Islam tidak hanya menjadikan manusia sebagai jiwa yang harus dilindungi. Sebagai bentuk perlindungan terhadap manusia, Islam pun menjadikan rumah sebagai kehormatan yang wajib dijaga dan dilindungi. Para ulama di masa lalu telah menuturkan kebijakan Khilafah tentang pembangunan rumah tempat tinggal dengan memperhatikan prinsip tersebut. Sebut saja, kitab Kitab al-Qismah wa Ushul al-Aradhin, karya Abu Bakar al-Farfattha’i, ulama’ abad ke-5 H. Juga kitab Kitab al-I’lan bi Ahkam al-Bunyan, karya Ibn Rumi, ulama’ abad ke-8 H.
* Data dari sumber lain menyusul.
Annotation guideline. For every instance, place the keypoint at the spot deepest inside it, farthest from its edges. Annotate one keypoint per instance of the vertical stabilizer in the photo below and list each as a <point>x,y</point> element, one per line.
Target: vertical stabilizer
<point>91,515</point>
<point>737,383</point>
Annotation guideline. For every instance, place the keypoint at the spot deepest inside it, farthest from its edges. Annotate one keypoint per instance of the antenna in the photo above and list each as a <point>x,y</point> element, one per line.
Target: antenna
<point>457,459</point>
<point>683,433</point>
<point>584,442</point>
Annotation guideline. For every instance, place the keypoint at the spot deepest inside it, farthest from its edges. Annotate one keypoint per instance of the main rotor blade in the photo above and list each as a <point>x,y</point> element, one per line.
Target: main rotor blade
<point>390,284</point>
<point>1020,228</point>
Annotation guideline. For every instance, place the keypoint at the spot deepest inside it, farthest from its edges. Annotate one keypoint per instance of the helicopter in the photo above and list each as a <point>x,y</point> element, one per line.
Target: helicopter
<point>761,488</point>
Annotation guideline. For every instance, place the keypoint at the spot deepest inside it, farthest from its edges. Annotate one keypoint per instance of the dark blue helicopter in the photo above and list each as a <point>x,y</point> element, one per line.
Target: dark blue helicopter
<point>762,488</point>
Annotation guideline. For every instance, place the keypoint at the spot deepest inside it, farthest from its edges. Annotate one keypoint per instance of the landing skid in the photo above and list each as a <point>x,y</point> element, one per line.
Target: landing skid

Mulai dari pemilihan lokasi, ketinggian rumah, jumlah kamar, teras, pagar hingga ventilasi pun diatur oleh Islam. Kebijakan ini telah diterapkan oleh para Khalifah di masa lalu. Soal lokasi, sebaiknya jauh dari masjid. Pertama, karena kawasan dekat masjid akan menghalangi perluasan masjid. Kedua, karena semakin jauh, semakin besar pahalanya. Termasuk kawasan yang bersih, dan lingkungan yang baik.
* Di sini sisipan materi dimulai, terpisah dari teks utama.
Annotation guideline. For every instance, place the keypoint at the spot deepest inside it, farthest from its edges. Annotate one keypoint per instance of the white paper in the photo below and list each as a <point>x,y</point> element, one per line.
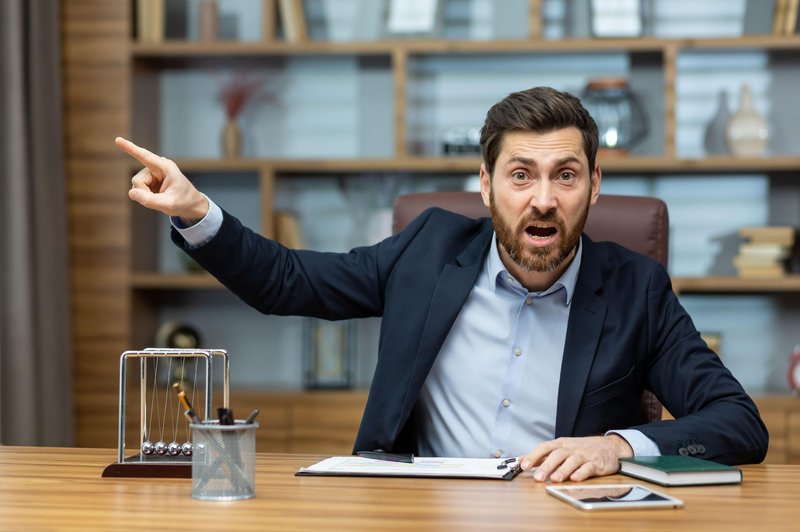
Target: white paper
<point>422,467</point>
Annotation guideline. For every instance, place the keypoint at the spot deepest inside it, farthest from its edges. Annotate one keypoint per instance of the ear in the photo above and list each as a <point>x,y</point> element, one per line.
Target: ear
<point>486,185</point>
<point>597,176</point>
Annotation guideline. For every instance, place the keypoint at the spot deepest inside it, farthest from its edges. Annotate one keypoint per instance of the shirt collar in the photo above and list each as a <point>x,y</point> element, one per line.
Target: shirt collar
<point>498,272</point>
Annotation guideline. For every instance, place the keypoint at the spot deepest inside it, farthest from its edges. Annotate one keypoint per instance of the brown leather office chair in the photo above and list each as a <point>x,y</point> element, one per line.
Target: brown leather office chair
<point>636,222</point>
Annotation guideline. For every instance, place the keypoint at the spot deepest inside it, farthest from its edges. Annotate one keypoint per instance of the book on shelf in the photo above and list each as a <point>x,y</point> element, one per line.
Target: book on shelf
<point>776,234</point>
<point>761,271</point>
<point>758,17</point>
<point>785,19</point>
<point>616,18</point>
<point>293,20</point>
<point>756,262</point>
<point>764,250</point>
<point>150,20</point>
<point>676,470</point>
<point>790,20</point>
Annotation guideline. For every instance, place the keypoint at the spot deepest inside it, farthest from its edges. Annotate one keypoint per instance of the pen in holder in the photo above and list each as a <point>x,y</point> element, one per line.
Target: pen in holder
<point>223,461</point>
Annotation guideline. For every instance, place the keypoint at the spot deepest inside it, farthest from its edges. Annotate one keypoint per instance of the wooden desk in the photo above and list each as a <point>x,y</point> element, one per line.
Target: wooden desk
<point>54,489</point>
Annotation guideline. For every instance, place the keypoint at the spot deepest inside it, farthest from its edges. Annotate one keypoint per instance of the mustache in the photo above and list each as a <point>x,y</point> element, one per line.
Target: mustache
<point>537,216</point>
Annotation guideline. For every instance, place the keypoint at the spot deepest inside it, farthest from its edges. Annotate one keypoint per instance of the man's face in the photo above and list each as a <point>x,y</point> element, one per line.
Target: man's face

Ketinggian rumah pun diatur sedemikian, sehingga tidak boleh lebih dari 7 Dzira’. 1 Dzira’ = 46,2 cm, maka 7 Dzira’ = 323,4 cm atau 3,23 m. Ini batasan yang dinyatakan oleh para fuqaha’ di masa lalu. Batasan ini untuk menghindari dua hal: Pertama, kesombongan pemilik rumah. Kedua, agar tidak bisa melihat aurat tetangganya.
Demikian juga tentang jumlah kamar. Minimal, rumah yang dibangun berjumlah empat kamar. Pertama, kamar untuk suami-istri. Kedua, kamar untuk anak laki-laki. Ketiga, kamar untuk anak perempuan. Keempat, kamar untuk tamu, jika ada tamu; atau pembantu, jika mempunyai pembantu. Ini jumlah minimal kamar yang selayaknya dimiliki setiap rumah.
Pagar sebagai pelindung rumah, seharusnya tertutup, sehingga bisa menutupi penghuni yang ada di balik pagar. Karena status ruang di dalam pagar merupakan kehidupan khusus, di mana tamu yang hendak memasukinya diharuskan izin kepada penghuninya. Karena statusnya sebagai ruang khusus, atau kehidupan khusus, maka hukum bagi wanita yang berada di dalamnya, dengan kondisi pagar tertutup, sama dengan di dalam rumah. Begitu seharusnya. Jika rumah tersebut mempunyai pagar.
Yang menarik, tidak hanya itu, bahwa ventilasi rumah pun diatur. Umar bin al-Khatthab menetapkan orang yang membuat rumah untuk mengukur ketinggian posisi ventilasinya sehingga tidak bisa digunakan untuk mengintip tetangganya. Umar pernah menulis surat kepada seseorang yang membangun kamar baru yang berdekatan dengan tetangganya. Kamar itu dia beri ventilasi. Umar memerintahkan agar dia menaruh ranjang tidurnya di dekat dinding, lalu dia berdiri di atasnya, jika dia masih bisa mengintip ke rumah tetangganya, maka pembuatan ventilasi itu pun dilarang. Namun jika tidak bisa mengintip tetangganya dari ventilasi tersebut, maka diperbolehkan.
Artinya, pembuatan ventilasi tersebut diatur sedemikian oleh Khalifah agar fungsi ventilasi sebagai lubang angin benar-benar bisa dimanfaatkan sebagaimana peruntukannya, dengan syarat tidak disalahgunakan untuk mengintip tetangganya. Agar itu tidak terjadi, maka ketinggian ventilasi itu pun diatur hingga tidak terjangkau oleh ketinggian penghuninya ketika berdiri di atas ranjangnya.
Begitulah kebijakan Khilafah dalam pembangunan rumah, hingga hal-hal kecil soal ventilasi pun diatur sedemikian rupa.